Non è un saggio e come romanzo di sicuro è uno di quelli in cui trama e i personaggi sono surreali: è infatti poco ma sicuro, che nulla sarebbe potuto accadere come Thaisa Frank (vincitrice di due Pen award e docente di scrittura creativa a San Francisco) c’ha raccontato. Esperimento che non può dirsi però isolato dato che Train de vie e Bastardi senza gloria usano il paradossale per narrare il nazismo.

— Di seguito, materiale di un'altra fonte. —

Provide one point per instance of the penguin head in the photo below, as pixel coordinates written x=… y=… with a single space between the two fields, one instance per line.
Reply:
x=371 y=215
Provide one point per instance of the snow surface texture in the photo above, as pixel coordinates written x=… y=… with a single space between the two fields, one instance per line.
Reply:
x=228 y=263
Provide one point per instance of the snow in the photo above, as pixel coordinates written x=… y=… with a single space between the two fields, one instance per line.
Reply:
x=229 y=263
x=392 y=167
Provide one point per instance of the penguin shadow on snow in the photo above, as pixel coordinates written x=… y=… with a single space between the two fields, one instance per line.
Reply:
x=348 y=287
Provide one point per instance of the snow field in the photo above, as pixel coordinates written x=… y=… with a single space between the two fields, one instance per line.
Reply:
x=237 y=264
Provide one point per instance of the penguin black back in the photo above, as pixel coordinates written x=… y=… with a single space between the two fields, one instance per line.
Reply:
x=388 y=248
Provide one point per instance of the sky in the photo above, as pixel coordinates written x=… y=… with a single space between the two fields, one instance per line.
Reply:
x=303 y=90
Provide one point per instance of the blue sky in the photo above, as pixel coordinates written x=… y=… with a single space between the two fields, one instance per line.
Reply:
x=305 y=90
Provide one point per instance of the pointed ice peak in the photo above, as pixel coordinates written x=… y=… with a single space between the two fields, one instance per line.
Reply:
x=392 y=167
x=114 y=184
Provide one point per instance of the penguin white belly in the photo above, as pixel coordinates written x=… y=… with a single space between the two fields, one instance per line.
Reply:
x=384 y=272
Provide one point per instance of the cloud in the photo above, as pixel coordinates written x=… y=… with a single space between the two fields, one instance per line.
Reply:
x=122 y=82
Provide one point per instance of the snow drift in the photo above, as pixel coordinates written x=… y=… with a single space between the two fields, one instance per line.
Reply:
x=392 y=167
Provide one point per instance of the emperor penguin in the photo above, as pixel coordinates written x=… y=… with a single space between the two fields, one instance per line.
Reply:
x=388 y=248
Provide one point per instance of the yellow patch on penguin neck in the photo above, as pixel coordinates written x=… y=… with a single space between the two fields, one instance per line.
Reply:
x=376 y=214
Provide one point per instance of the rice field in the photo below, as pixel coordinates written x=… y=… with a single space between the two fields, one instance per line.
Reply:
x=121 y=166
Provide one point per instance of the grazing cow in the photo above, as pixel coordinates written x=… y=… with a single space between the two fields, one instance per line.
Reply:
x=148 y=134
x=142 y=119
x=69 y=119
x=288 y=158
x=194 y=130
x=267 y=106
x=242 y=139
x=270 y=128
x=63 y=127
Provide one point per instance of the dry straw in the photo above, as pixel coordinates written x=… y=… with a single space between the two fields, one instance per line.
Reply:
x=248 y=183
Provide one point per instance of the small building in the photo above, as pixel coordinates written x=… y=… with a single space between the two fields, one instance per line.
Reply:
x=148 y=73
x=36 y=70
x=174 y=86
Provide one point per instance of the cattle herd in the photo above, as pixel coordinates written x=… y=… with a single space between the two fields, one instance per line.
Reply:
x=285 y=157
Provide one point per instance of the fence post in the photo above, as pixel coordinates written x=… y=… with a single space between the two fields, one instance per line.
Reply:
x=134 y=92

La storia è quella tragica, dolente e terribile della guerra e ha come sottofondo neanche troppo ‘celato’ la Germania, degli anni ’40. Un gruppo di ebrei intellettuali e poliglotti viene sequestrato e tenuto nascosto in un sotterraneo segreto.
A questi è affidato il compito – faticoso e lacerante – di rispondere con lettere rassicuranti a chi è in cerca dei propri cari ‘scomparsi’ e che con molta probabilità sono morti.
Tale servizio è stato stabilito e dunque voluto da Himmler che pensa sia necessario placare le ire e il tormento dei defunti. In questa impresa inoltre è sostenuto da Goebbels e non necessariamente per una ragione esoterica bensì perchè la burocrazia gli appartiene completamente e perchè ogni missiva abbia il suo avvallo burocratico. A capo dello strano ufficio c’è però un tedesco che ha a cuore la vita dei deportati e cerca di salvarne il più possibile, aiutato dalla donna che ama, Ellie, che presenta una doppia identità.
Quando giunge una lettera di Heidegger al suo ottico nonchè amico ed ex collega universitario, deportato ad Auschwitz, Goebbels vuole una risposta filosofica che sia all’altezza e colmi il suo vuoto. Che fare dunque? E’ possibile far uscire, è giusto dare la possibilità a qualcuno di uscire dall’inferno?
Il romanzo presenta decisamente molti nonsense ma non per questo manca di essere acuto, intenso, commovente, capace di toccare profondamente le corde emotive di ognuno di noi.